BeantwoordenVerwijderenDoor nu alleen weer op de RKK te focussen gaat men o.a. voorbij aan het feit dat ook de Kerk vaak een kind van haar tijd is. Hierarchische structuren en zwijgculturen waren kenmerkend door die tijd, en kwam je dus in de hele samenleving tegen, waardoor "wij" allemaal mede-schuldig zijn. Helaas dreigt dat inzicht nu weer bij voorbaat buiten de kaders geschoven te worden...
Men zegt wel vaak dat de Kerk zo graag haar handen in onschuld wast en de vuile was binnen wil houden, maar de burgerlijke overheid heeft daar minstens zo'n handje van.

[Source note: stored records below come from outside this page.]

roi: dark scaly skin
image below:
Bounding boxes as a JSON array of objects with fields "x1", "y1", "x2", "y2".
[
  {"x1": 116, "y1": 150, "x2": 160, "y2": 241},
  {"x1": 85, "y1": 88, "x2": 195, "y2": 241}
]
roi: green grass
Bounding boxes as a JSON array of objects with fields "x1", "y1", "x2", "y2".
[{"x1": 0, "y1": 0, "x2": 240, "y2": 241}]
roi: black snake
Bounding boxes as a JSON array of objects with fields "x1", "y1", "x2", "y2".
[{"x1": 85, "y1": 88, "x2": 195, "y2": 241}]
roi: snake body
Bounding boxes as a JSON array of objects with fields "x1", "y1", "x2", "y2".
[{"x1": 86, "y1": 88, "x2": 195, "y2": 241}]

Deetman verwees in de persconferentie, waar een journalist ook vroeg naar hoe de vergelijking in zijn vat gegoten zou worden, naar buitenlands onderzoek (o.a. Duitsland, meen ik me te herinneren), waar het dan mee vergeleken zou worden. Ik weet niet in hoeverre er betrouwbaar en volledig onderzoek naar seksueel misbruik in instellingen van verschillende levenbeschouwelijke vormen in de ons omringende landen aanwezig is. Als dit er wel is, kan vergelijking van de Nederlandse katholieke cijfers daarmee geschieden; zeker als in die landen zelf ook betrouwbaar katholiek materiaal aanwezig is.